Connection is the new protection
Ending the year with a post about a great book I have started to read: Where do good ideas come from (Steven Johnson). It reads like the script of Casablanca: one big collection of memorable thoughts and quotes supported by examples and reading like a novel.
Although I'm only 1/3 underway it is useful to share some insights already. For starters with 7 say elements that stimulate new idea forming: adjacent possible (translate as: an idea can be ahead of its time but maybe not too far ahead to make it work), liquid networks, allowing slow hunches, serendipity, error, exaptation (haven't gotten around to what that means yet…), platforms.

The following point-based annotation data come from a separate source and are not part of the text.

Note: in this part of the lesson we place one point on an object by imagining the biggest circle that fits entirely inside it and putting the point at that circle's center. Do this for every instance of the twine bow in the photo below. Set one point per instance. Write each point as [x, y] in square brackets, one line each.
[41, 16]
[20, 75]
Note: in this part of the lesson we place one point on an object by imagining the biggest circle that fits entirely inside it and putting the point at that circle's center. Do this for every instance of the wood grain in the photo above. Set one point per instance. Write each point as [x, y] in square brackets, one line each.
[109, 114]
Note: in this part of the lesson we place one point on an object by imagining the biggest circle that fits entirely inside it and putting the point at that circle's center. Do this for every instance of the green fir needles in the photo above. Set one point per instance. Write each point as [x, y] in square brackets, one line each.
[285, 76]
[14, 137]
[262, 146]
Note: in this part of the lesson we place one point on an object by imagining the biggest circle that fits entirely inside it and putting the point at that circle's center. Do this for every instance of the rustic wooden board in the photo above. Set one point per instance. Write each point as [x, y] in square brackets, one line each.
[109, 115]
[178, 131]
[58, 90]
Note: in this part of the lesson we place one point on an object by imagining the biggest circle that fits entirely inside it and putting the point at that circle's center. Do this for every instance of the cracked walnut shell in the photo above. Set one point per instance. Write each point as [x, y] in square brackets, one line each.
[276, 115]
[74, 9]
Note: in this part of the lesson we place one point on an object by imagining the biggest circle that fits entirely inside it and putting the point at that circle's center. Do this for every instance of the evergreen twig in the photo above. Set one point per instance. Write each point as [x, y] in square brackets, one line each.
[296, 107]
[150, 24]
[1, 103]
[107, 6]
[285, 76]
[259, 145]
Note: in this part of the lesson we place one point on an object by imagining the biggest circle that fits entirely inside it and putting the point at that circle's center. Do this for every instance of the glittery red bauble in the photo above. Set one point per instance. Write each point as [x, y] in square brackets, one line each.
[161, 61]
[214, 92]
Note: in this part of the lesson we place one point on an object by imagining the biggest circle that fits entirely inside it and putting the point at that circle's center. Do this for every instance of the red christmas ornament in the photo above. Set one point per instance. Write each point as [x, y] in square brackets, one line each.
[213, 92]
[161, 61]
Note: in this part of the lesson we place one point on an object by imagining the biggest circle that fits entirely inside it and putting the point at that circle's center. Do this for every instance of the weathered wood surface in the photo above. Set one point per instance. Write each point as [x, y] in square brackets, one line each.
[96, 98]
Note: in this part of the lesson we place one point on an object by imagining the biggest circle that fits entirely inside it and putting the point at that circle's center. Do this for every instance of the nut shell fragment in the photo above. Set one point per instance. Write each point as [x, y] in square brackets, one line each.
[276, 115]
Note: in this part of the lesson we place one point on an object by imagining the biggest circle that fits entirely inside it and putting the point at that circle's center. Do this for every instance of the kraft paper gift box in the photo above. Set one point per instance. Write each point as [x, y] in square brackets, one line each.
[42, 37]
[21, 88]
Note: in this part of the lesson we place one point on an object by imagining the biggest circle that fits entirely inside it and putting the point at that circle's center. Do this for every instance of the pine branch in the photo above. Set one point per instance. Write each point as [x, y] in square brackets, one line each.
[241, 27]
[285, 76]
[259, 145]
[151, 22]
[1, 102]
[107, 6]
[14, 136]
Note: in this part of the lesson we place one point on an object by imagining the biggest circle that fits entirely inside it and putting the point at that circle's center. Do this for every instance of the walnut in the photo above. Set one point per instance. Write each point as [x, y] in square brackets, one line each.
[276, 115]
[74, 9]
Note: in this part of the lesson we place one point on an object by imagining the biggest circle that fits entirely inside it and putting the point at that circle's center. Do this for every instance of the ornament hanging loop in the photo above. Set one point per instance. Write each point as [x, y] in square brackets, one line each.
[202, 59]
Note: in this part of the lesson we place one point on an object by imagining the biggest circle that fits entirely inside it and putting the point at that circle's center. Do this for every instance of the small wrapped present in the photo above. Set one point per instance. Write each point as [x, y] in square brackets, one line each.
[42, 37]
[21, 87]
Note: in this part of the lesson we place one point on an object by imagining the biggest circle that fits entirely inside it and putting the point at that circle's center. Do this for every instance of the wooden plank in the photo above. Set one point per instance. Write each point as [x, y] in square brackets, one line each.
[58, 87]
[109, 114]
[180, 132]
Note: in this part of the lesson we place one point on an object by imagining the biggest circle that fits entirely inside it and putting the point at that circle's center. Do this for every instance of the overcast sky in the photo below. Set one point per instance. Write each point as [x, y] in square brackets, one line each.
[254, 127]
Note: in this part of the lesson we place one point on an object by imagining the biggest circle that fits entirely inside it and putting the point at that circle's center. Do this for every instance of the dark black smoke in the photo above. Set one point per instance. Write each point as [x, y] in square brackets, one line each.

But summarised in one word: connections. Between (small) ideas, hunches, people. Allowing, encouraging, fostering them. "When nature finds itself in need of new 'ideas' it strives to connect, not protect". And so many more super-quotes. "To get a new idea sometimes you just have to open a door, at other monents you have to move a wall". etc etc.
But in essence it's about connections. A famous case where this did not happen was the FBI information processing structure; would they have allowed a more connecting structure and have allowed their people to use it (neural networks are the most powerful of all), they might have – nothing is certain of course – prevented 9/11.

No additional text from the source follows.